Il calendario a muro presso la finestra è certo che rimane col senso dello strappo d’un altro fogliolino, come se gli paja una inutile crudeltà che gli si faccia segnar la data in quell’ombra vana e in quel silenzio. E il vecchio orologio di bronzo, in forma d’anfora, sul piano di marmo del cassettone, pare che avverta la violenza che gli fanno costringendolo a staccare ancora là dentro il suo cupo tic-tac.
Sul tavolino da notte, però, la boccetta dell’acqua, di cristallo verde dorato, panciuta, incappellata del suo lungo bicchiere capovolto, pigliando di tra gli scuri accostati della finestra dirimpetto un filo di luce, sembra ridere di tutto quello sgomento diffuso nella camera.
C’è, in realtà, alcunché di vivo e d’arguto su quel tavolino da notte.
ad accendere la candela, anch’essa da quattordici mesi confitta nella bugia di ferro smaltato, in forma di trifoglio, col manichetto e il bocciuolo d’ottone.
Nell’attesa della fiamma che deve consumarla, s’è ingiallita quella candela sul trifoglio della bugia, come una vergine matura. E c’è da scommettere che le due figurine monellescamente smorfiose della scatola di fiammiferi la paragonino alle tre sorelle stagionate che vengono un giorno per una a ripulire e a rimettere in ordine la camera.

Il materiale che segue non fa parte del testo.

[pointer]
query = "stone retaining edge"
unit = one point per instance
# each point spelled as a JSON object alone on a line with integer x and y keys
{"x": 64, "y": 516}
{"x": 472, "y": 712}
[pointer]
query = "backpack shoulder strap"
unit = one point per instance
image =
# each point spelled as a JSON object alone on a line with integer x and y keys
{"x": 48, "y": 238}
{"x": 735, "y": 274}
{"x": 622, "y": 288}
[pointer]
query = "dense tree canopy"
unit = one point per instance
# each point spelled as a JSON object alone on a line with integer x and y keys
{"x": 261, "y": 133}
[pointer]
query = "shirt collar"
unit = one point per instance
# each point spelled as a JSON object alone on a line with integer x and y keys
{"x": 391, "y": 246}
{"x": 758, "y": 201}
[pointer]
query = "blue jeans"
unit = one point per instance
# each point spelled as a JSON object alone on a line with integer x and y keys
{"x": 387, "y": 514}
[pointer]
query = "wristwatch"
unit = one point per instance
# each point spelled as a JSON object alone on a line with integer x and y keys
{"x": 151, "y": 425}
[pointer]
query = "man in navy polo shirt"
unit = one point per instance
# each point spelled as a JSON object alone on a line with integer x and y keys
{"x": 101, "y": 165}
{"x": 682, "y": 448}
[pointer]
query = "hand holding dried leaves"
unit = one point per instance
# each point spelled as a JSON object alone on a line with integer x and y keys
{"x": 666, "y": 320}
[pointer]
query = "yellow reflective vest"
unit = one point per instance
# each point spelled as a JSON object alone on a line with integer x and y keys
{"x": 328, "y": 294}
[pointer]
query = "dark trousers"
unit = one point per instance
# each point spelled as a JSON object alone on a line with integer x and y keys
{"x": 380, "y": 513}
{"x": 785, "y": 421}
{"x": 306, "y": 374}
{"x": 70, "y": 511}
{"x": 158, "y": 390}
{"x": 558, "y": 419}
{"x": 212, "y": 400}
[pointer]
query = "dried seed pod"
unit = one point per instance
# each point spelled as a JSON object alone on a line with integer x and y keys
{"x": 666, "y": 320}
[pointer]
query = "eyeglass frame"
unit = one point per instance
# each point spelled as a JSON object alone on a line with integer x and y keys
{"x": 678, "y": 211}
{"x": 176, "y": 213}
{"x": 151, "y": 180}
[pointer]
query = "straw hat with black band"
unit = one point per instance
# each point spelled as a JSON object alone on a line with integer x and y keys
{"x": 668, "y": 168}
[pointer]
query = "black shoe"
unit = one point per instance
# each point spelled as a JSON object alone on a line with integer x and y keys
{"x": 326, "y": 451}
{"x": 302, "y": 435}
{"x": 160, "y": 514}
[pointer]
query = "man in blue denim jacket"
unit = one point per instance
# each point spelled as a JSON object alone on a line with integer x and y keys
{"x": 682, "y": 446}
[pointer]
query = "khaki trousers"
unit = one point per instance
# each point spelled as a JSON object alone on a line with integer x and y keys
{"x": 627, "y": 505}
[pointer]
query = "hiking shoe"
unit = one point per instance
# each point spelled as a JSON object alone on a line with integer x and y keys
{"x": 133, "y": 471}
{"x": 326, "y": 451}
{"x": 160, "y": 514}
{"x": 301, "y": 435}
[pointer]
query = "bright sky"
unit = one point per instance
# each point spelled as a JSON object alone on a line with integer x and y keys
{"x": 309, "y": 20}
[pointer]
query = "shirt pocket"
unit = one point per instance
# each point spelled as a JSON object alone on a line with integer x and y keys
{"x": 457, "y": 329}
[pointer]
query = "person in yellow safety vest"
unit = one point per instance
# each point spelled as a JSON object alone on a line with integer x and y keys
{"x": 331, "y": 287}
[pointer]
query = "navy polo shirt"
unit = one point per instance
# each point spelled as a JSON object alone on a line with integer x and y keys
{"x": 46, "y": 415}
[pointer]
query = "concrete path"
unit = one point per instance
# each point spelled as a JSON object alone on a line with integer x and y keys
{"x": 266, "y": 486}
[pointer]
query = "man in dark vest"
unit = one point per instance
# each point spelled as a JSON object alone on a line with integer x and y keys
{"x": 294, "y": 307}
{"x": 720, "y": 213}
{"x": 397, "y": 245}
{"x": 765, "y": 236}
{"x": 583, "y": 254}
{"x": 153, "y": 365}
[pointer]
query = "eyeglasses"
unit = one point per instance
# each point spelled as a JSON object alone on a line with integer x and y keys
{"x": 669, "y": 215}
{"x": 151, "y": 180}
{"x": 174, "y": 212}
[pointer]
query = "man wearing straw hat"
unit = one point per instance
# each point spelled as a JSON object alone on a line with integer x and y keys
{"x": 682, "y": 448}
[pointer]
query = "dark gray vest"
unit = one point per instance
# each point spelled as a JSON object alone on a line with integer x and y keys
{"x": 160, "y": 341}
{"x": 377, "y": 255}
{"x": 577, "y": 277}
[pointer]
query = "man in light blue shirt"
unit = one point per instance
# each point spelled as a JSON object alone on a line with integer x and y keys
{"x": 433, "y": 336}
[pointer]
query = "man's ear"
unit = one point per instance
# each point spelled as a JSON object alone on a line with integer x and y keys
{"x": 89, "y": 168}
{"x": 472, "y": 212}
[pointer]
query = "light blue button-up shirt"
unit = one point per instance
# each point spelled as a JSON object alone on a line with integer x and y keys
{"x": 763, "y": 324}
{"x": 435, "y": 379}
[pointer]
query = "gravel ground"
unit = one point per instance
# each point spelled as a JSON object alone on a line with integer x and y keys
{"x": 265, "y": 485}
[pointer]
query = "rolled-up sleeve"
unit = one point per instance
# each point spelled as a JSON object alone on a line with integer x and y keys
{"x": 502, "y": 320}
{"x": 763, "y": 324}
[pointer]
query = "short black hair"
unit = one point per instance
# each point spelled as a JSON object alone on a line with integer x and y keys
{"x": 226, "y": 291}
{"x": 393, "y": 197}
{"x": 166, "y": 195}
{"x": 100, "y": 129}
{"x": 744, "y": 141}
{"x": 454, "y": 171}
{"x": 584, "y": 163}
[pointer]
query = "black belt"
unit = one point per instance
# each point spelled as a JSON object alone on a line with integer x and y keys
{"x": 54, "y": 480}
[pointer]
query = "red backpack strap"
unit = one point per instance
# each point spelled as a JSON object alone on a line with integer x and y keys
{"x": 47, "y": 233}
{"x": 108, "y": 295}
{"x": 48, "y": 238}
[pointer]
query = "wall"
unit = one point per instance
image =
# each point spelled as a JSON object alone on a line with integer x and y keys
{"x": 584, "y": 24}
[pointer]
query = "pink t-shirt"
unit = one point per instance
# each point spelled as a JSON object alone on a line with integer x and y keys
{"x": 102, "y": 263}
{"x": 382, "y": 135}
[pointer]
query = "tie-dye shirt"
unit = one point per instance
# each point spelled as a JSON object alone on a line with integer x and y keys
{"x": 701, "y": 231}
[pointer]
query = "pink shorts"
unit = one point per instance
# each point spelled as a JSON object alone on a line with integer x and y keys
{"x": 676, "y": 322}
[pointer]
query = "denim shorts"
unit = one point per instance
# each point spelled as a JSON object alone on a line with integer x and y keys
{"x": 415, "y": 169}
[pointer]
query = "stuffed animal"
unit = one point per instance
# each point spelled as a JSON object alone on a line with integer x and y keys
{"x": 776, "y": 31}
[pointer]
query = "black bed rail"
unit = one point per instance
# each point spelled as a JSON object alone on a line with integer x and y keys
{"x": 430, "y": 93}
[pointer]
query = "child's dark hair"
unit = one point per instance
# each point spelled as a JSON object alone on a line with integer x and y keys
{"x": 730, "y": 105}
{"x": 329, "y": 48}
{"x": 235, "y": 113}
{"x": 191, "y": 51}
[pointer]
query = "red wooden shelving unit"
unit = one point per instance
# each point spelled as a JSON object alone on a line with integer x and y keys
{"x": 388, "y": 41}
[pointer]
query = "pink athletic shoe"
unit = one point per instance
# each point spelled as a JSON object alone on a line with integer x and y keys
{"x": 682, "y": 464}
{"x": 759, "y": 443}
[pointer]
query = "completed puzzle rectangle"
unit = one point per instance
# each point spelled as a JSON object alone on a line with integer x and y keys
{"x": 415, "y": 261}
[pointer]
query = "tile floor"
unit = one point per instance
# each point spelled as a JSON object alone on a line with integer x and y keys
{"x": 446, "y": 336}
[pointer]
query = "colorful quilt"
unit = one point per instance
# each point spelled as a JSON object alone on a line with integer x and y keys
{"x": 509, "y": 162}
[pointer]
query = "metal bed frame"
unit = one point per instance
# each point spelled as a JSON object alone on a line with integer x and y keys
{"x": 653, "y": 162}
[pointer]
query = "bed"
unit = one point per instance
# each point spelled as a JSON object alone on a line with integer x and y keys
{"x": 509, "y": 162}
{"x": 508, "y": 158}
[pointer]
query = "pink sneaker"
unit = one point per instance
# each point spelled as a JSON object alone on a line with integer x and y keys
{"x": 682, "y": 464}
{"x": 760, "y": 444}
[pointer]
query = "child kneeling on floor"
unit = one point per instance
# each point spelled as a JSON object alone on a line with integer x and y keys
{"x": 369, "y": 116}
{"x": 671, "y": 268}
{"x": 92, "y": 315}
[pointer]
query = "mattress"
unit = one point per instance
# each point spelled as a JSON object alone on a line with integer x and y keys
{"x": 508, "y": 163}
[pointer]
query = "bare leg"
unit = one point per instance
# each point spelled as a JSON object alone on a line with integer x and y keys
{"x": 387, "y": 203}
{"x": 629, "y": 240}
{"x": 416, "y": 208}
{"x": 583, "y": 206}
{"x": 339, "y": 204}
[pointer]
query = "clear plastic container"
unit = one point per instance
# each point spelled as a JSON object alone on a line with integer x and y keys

Via, benché intatta ancora, povera vergine candela, dovrebbero cambiarla le tre sorelle, se non proprio ogni giorno come fanno per l’acqua della boccetta (che anche perciò è così viva e pronta a ridere a ogni filo di luce), almeno a ogni quindici giorni, a ogni mese, via! per non vederla così gialla, per non vedere in quel giallore i quattordici mesi che sono passati senza che nessuno sia venuto ad accenderla, la sera, su quel tavolino da notte.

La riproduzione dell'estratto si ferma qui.